When Orson Welles made his infamous radio broadcast on Halloween night in 1938 there was literally panic in the streets. You have to remember, it was a different era. Nobody really had television yet. No DVD's with special features. No Tivo. There wasn't the inlux of media bombarding you from every angle. Only radio.

So when you hear on your one and only connection to the outside world that Martians are attacking, you tend to think it's not a joke.

It's for this reason that the new film hits a wall. It never feels like it's really happening. Yes it's a movie and everyone knows that going in, but I'm the type of guy who likes to suspend belief. I go to movies to put myself in the shoes of the main character. The problem with this film is that the director keeps pulling me out of those shoes.

For a dock worker/deadbeat dad Tom Cruise sure notices a lot. He notices how the wind is moving toward the storm, how wind generally blows away from storms. He notices a lot of random things throughout the film that a dock worker, just trying to survive, probably wouldn't notice.

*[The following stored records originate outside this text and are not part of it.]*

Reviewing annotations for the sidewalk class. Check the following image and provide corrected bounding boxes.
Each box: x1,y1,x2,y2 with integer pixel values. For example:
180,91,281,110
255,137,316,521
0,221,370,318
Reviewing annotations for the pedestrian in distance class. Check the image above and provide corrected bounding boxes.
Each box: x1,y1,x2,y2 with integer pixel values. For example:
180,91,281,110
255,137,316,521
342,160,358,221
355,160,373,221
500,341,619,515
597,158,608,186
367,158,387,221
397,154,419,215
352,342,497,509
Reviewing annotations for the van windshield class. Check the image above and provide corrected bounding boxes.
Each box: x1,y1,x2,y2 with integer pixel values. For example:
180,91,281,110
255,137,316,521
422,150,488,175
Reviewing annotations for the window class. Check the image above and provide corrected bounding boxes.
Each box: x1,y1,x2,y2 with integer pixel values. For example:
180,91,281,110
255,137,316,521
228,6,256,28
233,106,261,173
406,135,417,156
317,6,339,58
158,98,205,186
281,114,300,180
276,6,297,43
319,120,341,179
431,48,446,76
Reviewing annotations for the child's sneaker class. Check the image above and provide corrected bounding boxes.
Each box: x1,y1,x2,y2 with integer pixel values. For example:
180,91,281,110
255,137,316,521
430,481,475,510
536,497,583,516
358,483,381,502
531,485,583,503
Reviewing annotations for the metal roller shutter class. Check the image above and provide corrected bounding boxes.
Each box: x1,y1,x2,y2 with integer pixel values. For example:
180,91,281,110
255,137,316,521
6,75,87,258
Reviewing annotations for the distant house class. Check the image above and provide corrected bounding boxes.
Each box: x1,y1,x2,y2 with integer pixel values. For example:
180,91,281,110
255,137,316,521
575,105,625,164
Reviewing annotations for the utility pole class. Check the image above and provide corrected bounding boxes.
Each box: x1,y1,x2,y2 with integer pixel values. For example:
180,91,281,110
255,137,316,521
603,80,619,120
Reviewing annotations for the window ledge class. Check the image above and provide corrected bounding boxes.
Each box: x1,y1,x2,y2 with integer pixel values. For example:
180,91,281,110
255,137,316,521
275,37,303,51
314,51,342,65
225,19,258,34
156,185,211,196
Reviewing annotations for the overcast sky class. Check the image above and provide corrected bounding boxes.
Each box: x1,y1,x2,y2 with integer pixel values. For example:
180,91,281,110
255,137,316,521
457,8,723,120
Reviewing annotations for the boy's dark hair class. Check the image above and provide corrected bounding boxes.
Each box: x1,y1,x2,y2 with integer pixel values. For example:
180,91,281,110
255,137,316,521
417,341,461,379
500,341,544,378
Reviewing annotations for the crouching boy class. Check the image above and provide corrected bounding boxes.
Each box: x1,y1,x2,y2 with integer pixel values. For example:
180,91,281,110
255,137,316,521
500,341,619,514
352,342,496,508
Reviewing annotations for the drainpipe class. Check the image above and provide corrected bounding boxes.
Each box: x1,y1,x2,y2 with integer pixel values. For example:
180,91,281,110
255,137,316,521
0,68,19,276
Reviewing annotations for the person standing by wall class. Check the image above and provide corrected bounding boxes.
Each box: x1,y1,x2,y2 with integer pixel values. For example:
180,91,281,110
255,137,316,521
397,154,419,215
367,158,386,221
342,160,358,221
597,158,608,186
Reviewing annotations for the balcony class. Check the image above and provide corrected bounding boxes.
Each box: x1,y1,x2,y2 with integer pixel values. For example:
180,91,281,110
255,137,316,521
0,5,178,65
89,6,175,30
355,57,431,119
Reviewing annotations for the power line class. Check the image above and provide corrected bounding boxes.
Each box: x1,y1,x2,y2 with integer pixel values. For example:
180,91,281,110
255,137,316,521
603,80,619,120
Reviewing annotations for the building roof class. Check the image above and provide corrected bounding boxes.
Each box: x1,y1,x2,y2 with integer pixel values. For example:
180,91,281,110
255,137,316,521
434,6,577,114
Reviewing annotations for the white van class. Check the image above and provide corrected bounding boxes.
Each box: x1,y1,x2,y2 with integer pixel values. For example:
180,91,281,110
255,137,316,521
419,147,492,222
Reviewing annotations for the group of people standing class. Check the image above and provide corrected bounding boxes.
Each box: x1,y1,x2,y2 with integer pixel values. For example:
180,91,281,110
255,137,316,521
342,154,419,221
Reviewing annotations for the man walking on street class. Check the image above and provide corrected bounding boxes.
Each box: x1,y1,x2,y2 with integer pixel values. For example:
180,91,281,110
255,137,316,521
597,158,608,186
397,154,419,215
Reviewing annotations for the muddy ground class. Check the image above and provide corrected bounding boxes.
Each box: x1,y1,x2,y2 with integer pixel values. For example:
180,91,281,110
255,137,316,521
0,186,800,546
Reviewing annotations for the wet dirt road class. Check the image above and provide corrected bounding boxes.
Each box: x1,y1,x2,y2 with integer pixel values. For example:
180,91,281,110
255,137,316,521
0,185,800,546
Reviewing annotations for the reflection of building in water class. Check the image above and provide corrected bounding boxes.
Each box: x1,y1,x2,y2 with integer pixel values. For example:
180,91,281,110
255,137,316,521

My other problem is there isn't any sense of overwhelming terror. The fear Welles conveyed so convincingly over the radio is gone, replaced with special effects and people evaporating. Yes the aliens wipe out our communication, but really, this doesn't have the claustrophobic feeling it should.

Spielberg tries desperately to get you involved with the characters. He's trying to humanize the situation he's setting up but he's not doing it right. You can see the seams. You can see how the director is crafting the thing. He's almost telling you what's going to happen next.

For all intents and purposes this is a road movie and even from the very beginning everything feels like it's on rails. It never once deviates from its track.

Maybe it's because the story doesn't hold up in these days of technology and biological weaponry. Because really, if aliens were going to invade and exterminate the human race they'd do it like we do it, with pesticide. Why use laser beams and thousands of giant robots when you can lay down a blanket of neurotoxin and wipe up the mess? I'll tell you why, because then we wouldn't get to see that dreamy Tom Cruise running around.

I mean, the overhead on those 15 story Martian deathbots has got to be through the roof.

It just feels like ever since Jurassic Park Spielberg has been doing the same thing over and over. He tries to go for the same moments of tension. Actually I dare anyone to not see the parallels between the two films. Especially when the Martians send a search probe into a house where Cruise is hiding. I felt like I was watching the kitchen scene with the raptors, right down to a trick involving a mirror.

I'm sorry to say but it all just seems rehashed, cheaply. But I guess if there was ever a real movie about the end of the world it would be very short and everyone would demand their money back.